Is there anything harder than seeing your child excluded from activities with other children?
Watching your child be excluded from the group, the party or the class is so painful that it is almost unbearable. How do you cope? I wish there was an easy answer but there just isn’t. It is a feeling that is universal.
Sure there are worse things, but it hurts to your very core to watch your child hurt by other children. To see them left out of fun activities. Whether it’s a birthday party, playgroup, or any social event, it feels unbearably lonely. For you and for them!
As a parent, you are hurt more by your child’s disappointment than your own. And you enjoy their successes much more than your own. Every emotion is heightened with your children. Maybe it’s that you understand the stakes are so high or maybe it is just that deep connection between parent and child.
When my son was about 5, he sometimes played with a small group of kids outside in our neighborhood. One day he came back inside crying. The other children had gone into a house to play, but he was not allowed to come inside. He watched them from the glass beside the front door.
I honestly thought my heart would break. My husband and I decided to go down to the house and talk with the parents. I held back my tears as we walked a few houses down.
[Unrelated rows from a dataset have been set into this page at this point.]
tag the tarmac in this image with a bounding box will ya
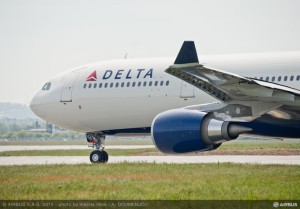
[1,145,299,165]
[1,155,300,165]
[0,145,155,151]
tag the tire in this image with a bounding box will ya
[102,151,109,163]
[90,150,103,163]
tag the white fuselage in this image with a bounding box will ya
[30,51,300,134]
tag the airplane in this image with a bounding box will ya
[30,41,300,163]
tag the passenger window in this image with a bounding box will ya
[138,82,141,87]
[272,77,275,82]
[290,76,294,81]
[127,82,130,87]
[83,84,87,89]
[266,77,269,81]
[166,81,170,86]
[104,83,108,88]
[99,83,102,88]
[278,76,281,82]
[88,83,92,88]
[297,75,300,81]
[160,81,164,86]
[94,83,97,88]
[143,81,147,87]
[149,81,152,86]
[132,82,136,87]
[110,83,113,88]
[116,83,119,88]
[121,82,125,87]
[259,77,263,80]
[155,81,158,86]
[284,76,288,81]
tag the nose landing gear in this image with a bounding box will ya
[86,133,108,163]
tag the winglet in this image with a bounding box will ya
[174,41,199,64]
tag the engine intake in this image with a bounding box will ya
[151,109,251,154]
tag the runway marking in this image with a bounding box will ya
[0,155,300,165]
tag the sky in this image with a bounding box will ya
[0,0,300,105]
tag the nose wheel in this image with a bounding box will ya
[90,150,109,163]
[86,133,109,164]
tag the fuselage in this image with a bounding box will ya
[30,51,300,135]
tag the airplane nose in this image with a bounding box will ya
[30,93,44,118]
[30,95,38,115]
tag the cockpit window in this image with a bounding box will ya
[42,82,51,91]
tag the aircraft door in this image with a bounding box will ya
[180,81,195,98]
[60,71,78,102]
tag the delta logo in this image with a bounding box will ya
[86,69,153,82]
[86,70,97,81]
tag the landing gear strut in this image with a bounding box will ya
[86,133,109,163]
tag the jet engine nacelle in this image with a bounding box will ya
[151,109,251,154]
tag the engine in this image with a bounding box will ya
[151,109,251,154]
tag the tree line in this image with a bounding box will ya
[0,122,84,140]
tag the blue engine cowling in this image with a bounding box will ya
[151,109,250,154]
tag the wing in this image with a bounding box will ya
[167,41,300,103]
[167,41,300,121]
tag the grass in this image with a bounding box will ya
[0,148,157,156]
[1,139,299,156]
[0,163,299,200]
[220,139,300,149]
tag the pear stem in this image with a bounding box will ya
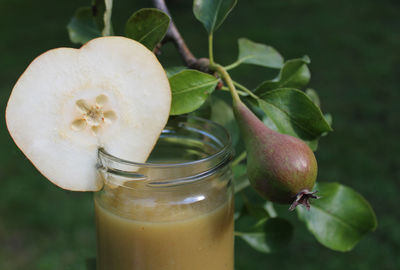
[209,63,241,103]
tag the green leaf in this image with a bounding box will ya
[165,66,187,78]
[237,38,283,69]
[305,88,334,137]
[237,217,293,253]
[305,88,320,107]
[189,97,212,119]
[248,93,324,150]
[233,164,249,193]
[261,114,279,132]
[211,98,239,146]
[297,182,377,252]
[257,88,332,148]
[255,56,311,94]
[193,0,237,33]
[67,7,101,44]
[67,0,113,45]
[125,8,170,51]
[169,70,218,115]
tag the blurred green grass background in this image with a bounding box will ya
[0,0,399,269]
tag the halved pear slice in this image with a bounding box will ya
[6,36,171,191]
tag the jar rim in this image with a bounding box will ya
[98,116,233,169]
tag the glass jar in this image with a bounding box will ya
[94,116,234,270]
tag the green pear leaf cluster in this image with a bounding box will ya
[68,0,377,257]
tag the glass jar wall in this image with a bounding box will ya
[94,116,234,270]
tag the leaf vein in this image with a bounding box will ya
[138,20,169,44]
[211,0,224,30]
[310,204,362,235]
[279,66,303,88]
[173,81,217,95]
[261,99,317,137]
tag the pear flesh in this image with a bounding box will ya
[6,36,171,191]
[233,101,318,210]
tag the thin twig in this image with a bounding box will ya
[153,0,211,72]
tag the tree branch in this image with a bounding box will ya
[152,0,210,73]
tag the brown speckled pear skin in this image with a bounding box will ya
[233,101,317,205]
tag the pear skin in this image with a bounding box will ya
[233,101,318,210]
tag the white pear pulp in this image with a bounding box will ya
[6,37,171,191]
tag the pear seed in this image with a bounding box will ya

When we arrived, the mother came to the door. We explained that we needed to understand why he was not allowed to come in with the other children. We were calm and explained that we really were trying to help him be more appropriate in social settings. That we hoped she would help us, help him.
Of course, I did not manage to hold back the tears as I talked to her. She explained that he was just too unpredictable and too impulsive. She felt nervous with him inside. We thanked her for the information and returned home.
Part of me wanted to punch her in the face and tell her she was a monster for hurting my child. But part of me also understood how hard he could be to manage. It was the same conflict I would feel again many times in the future when I sought understanding from other parents. I knew why they couldn’t or wouldn’t give me that understanding.
Was I giving them an out too easily or was I expecting more than I should from them? They didn’t have to be capable of managing a difficult child and having the patience to spend extra time helping a child not their own. I had an infinite understanding of a child with behavior problems, but I couldn’t expect the same from parents that did not have those same challenges.
While many parents might drop off a child at a birthday party and have an hour or two of freedom, I could not afford myself that luxury. Unknowing parents would tell me to leave, but I knew that was not a safe choice. I might have to settle a dispute, calm him down if he became over-excited or angry, or remove him briefly from the other kids if he got overstimulated.
I had a party for him when he was about 6 and invited some of the kids from his EBD classroom to the party. Each mother came and planned to stay, but I gently explained that while I understood their need to stay, it wasn’t necessary. I reassured them that helping their child through a meltdown did not mean I saw them as deficient parents or their child as bad or broken.
We played putt-putt, and one little boy could not cope with doing the holes out of order. He was prepared to go to the next hole and screamed and became totally stiff every time we moved around the course instead of going to the next hole. I calmly picked him up at each and carried him to the hole where we were directed. People around me were horrified, but I was not. I understood his discomfort and was able to ignore the stares and comments that came my way.
Stares and judgmental comments become a part of every day when you have a child who has vocal and loud outbursts in public places.
My stress level and fatigue always played a big role in how I managed those meltdowns. If I was calm and rested, I was able to cope relatively easily. If I was frustrated or tired, it usually didn’t end well. Random comments from strangers never helped in either case, but they were frequent and often harsh.
Seeing your child in pain will bore a hole in your heart. If your child has behavior issues or social interaction problems, that pain will be frequent and real. Your child will be excluded and other parents will be quick to judge and gossip. They never realize they are using your perceived failures as a parent to make themselves feel superior or successful at parenting. I wish I could say that they do less of that as your child becomes older but sadly, they do not.
You will find, very rarely, a sympathetic mom or dad that will see you as a struggling parent, not a failing parent. They will see some of the many good qualities your child has and make attempts to help and support you. Hold on tight to those precious friends. They are a lifesaver for you and your child.